Verse > Anthologies > Hamilton Fish Armstrong, ed. > The Book of New York Verse
Hamilton Fish Armstrong, ed.  The Book of New York Verse.  1917.
Columbia College, 1796 (abridged)
By Josiah Shippey, A.B.
“Antiquam exquisite matrem.”

COLUMBIA College! Alma Mater! well
Do I remember, and the time could tell,
When first escaped from pedagogic rule,
To thee I came fresh from a grammar school
From five long years well stored, at all events,        5
With English, Greek, and Latin rudiments.
And how I profited thy books can show,
Placed number four, with twenty-eight below.
What change to freedom from tyrannic sway!
No time can chase the pleasing thought away.        10
No more our minds with six tail’d strap appall’d,
Blockheads no more, but generosi call’d.
And then, at home, our studies to pursue,
’Twas charming sure, for it was something new!
And now thou view’st us scattered o’er thy green;        15
Here are the gay, and there the thoughtful seen.
’Neath spreading trees we either stand or sit,
And on each other exercise our wit;
Or some are conning o’er the task assign’d,
To keep it fresh, when call’d for in their mind.        20
While some their fellow on swift foot pursue,
With noise and shouting make a vast ado.
But hark! the lecture bell! when all at once
Rush up the stoop, the scholar and the dunce,
Enter the room, in silence take our seats,        25
Then each vicissim, the word “Here” repeats;
The roll is call’d, the absentees are fined,
Lecture commences, all composed each mind;
Our every eye on the professor darts,
Each ear drinks in the learning he imparts.        30
But some distrustful of their mem’ry power,
On paper pen the teaching of the hour.
The lecture ended, all rush down the stairs,
And each to his own dwelling place repairs.
Morning and evening found the students all,        35
For prayers assembled, in the common hall.
Our good old Pres. in pulpit mounted high,
With specks on nose, and on his book each eye,
He reads, while he a cheerful aspect wears,
In solemn tones Episcopalian pray’rs.        40
On the concluding day of ev’ry week,
Some compositions bring, some pieces speak.
Our intermediate studies to repeat,
To some, no doubt, would prove a grateful treat.
But to remind thee of some things were vain,        45
So oft transacted o’er and o’er again;
From time almost a century ago,
Thou know’st them all, and part of them I know.
Oh happy College hours! though now ye seem
As but the remnant of a fev’rish dream;        50
So many sorrows, joys and griefs and fears,
Have filled the lapse of nearly fifty years:
.    .    .    .    .    .    .
But let me mention first thy gala day,
When all thy train came marching down Broadway,
It was a show not framed for war or fight,        55
It peaceful was, a real classic sight.
Freshmen and Sophs, Juniors and Seniors abreast,
Pres., and Professors, Janitor, full dress’d,
In long and flowing gowns of sable hue,
They look’d like Preachers to the admiring view!        60
Then there arrived, into St.
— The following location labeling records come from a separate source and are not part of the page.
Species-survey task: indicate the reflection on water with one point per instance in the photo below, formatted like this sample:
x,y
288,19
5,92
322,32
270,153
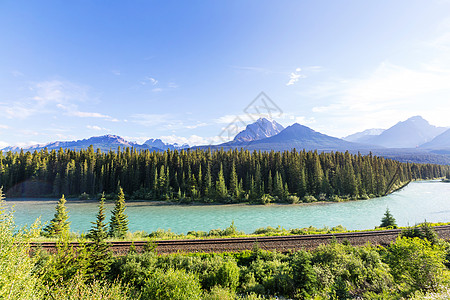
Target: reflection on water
x,y
419,201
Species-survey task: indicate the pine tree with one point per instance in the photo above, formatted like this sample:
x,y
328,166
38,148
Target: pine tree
x,y
234,188
118,226
59,225
98,231
278,185
388,220
2,204
98,252
221,188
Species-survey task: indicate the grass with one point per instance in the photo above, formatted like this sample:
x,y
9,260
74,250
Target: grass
x,y
229,232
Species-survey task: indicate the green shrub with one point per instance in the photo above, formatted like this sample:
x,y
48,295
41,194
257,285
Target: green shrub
x,y
17,279
77,289
219,293
417,264
293,199
171,284
133,268
309,199
342,269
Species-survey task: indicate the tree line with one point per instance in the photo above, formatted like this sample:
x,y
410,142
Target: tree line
x,y
224,176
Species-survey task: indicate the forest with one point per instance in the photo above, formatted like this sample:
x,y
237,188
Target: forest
x,y
415,266
209,176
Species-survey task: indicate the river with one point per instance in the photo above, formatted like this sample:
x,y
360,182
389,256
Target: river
x,y
419,201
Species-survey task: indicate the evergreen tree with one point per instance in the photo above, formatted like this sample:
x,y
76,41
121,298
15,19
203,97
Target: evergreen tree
x,y
388,220
59,225
118,226
98,231
234,188
221,189
98,252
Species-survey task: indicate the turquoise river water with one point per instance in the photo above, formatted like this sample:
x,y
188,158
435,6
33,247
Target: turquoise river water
x,y
418,201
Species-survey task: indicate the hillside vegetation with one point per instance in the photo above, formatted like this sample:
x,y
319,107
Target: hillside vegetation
x,y
209,176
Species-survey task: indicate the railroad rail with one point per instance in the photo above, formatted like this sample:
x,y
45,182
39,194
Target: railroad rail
x,y
279,243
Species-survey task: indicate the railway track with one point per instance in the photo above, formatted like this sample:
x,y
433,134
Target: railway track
x,y
279,243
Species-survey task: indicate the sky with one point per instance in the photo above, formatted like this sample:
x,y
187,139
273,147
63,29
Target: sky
x,y
184,71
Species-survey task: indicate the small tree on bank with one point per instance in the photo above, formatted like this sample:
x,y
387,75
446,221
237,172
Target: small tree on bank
x,y
59,225
388,220
99,254
118,226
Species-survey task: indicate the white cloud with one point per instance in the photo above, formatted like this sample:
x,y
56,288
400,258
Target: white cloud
x,y
294,77
389,94
95,127
193,140
149,80
84,114
16,73
152,119
56,91
196,125
239,118
72,110
253,69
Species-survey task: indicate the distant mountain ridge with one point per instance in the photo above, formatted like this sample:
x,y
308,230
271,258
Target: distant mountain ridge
x,y
261,129
104,142
441,142
363,136
266,135
411,133
158,143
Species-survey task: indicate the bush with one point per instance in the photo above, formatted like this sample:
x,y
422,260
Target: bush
x,y
171,284
84,196
342,269
17,279
293,199
309,199
422,231
219,293
77,289
417,264
266,199
133,268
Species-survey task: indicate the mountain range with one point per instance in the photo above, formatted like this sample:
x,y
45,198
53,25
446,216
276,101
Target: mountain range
x,y
412,140
411,133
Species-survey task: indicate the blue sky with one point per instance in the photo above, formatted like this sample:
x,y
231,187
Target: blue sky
x,y
183,70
Paul’s they press’d,
And I, thy joyous son, among the rest;
Then up the aisles we pass’d with silent feet,
And each located in his proper seat.
Fill’d was the House of God, below, above        65
Music—and beauty, beaming looks of love.
The music still’d, and now commence by sign,
Those acts in which each speaker tries to shine;
Speeches in English, some in Latin too,
Salute, farewell, sparkling with wit, span new.        70
The speaking o’er, th’ assembly wait to see,
Each graduate take his separate degree;
Conferr’d by Pres. in Latin on the whole,
A.B. or A.M. with a parchment roll.
Pray’rs ended, now th’ assembly all retire        75
To censure some, while some applaud, admire.
Among the A.B.’s ranks thy humble son;
Mother, these acts in ninety-six were done!